Putin the pitiful

The Russian leader’s popularity plummeted as people came to terms with the prospect of 12 more years of his rule. That popularity has never bounced back. Russians began to describe Putin as the modern incarnation of Soviet leader Leonid Brezhnev. A Photoshopped image of an aged-looking Putin dressed in one of Brezhnev’s old uniforms went viral. When two months later Russia’s Duma elections were clumsily rigged—again, videos of ballot stuffing and other violations quickly spread online—disgust with Putin and the regime reached a tipping point. That’s when tens of thousands of Russians took to the streets of Moscow, chanting, “Russia without Putin!”

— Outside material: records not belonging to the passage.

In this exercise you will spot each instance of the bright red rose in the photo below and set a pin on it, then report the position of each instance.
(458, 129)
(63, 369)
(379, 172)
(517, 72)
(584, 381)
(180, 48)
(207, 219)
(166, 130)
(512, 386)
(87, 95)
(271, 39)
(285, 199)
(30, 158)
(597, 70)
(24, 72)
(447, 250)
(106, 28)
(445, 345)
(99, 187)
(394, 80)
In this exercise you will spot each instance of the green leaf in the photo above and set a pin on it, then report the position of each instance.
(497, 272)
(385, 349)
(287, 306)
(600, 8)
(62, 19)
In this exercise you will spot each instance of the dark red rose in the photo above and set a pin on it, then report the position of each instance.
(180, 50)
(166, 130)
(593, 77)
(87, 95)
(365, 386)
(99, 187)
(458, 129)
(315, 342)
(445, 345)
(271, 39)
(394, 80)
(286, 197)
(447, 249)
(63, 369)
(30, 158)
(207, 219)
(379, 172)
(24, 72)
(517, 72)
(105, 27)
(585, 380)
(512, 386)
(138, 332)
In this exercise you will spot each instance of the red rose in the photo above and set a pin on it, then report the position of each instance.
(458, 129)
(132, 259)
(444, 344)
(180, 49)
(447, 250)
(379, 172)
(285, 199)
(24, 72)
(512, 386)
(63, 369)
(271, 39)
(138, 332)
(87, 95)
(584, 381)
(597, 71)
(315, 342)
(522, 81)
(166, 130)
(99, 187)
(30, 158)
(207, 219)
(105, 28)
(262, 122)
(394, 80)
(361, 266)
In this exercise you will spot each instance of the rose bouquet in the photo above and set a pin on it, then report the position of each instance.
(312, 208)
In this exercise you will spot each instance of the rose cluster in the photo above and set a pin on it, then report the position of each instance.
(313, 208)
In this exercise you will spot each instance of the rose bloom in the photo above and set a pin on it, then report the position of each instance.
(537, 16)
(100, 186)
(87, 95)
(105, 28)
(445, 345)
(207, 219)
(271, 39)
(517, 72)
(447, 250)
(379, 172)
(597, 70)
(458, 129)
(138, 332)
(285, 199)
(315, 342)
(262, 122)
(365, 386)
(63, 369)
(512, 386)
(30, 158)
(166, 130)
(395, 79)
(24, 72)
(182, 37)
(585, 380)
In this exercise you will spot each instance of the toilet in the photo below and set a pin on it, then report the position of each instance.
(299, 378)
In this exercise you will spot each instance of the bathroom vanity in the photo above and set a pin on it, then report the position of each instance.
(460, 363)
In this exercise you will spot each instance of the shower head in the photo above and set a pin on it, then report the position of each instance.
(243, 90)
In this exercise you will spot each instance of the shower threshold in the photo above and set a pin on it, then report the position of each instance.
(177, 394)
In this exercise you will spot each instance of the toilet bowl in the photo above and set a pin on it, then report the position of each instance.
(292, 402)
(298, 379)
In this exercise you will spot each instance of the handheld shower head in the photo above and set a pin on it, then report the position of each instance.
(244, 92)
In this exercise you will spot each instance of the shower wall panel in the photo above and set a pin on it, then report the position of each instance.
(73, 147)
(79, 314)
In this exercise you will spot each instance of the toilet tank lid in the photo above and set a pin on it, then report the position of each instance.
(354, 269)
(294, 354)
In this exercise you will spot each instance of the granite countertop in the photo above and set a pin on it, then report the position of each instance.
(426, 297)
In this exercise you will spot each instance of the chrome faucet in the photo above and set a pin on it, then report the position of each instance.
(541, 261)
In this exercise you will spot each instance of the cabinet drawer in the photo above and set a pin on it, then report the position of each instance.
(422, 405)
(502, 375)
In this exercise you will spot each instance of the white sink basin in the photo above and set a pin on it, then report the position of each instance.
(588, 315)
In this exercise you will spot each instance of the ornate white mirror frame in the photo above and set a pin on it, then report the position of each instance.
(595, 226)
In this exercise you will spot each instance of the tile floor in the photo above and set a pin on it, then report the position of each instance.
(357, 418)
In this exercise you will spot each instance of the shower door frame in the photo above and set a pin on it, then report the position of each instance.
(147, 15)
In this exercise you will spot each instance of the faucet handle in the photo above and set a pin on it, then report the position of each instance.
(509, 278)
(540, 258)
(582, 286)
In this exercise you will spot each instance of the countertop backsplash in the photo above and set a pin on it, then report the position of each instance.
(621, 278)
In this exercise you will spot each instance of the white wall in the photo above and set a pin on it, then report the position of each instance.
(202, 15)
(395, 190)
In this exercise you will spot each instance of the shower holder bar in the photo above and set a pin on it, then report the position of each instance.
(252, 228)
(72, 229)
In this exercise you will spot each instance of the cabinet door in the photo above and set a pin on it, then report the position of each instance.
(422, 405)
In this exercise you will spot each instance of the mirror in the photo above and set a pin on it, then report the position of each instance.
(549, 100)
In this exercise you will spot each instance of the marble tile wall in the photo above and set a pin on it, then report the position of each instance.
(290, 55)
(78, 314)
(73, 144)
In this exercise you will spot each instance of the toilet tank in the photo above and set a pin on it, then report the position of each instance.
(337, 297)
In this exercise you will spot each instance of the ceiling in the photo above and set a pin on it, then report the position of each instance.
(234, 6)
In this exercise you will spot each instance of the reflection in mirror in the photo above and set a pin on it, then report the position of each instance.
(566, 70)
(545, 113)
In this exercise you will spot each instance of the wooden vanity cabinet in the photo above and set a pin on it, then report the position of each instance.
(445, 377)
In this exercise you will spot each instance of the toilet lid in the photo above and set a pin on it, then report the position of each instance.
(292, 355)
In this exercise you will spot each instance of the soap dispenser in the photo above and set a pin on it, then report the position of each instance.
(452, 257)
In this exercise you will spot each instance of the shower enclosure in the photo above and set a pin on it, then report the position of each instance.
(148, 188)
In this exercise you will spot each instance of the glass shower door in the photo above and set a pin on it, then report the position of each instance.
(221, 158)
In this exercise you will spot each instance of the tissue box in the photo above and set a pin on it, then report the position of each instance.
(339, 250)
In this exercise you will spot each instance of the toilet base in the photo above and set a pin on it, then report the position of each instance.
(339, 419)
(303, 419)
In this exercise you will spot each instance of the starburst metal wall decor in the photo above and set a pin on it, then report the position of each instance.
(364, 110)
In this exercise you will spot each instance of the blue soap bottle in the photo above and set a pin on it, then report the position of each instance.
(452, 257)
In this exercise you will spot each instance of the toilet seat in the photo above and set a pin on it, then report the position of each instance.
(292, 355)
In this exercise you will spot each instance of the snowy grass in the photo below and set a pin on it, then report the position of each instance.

What we have seen of Putin in 2012 is nothing like the strong, unassailable leader of his earlier years. He had come to power promising to be a powerful defender of Russian sovereignty; now he hoards orphans to score a political point that inadvertently demonstrates how little leverage he actually has. Putin is the leader of a regime that appears insecure, nervous, and thin-skinned…

Putin’s decision on Friday to deny his country’s most helpless citizens a better future is the most craven example of his desperate search for a cure to his own sagging popularity. Russians see the Kremlin’s new anti-corruption crusade—a number of senior officials, including the defense minister, have been caught in the dragnet—as the empty populist gambit that it is. Corruption is Russia’s most durable currency; a campaign to end graft can only go so far before it becomes a threat to the entire political system.

The bad news for Putin is that his xenophobic, anti-American displays no longer work on a population that increasingly views him as illegitimate.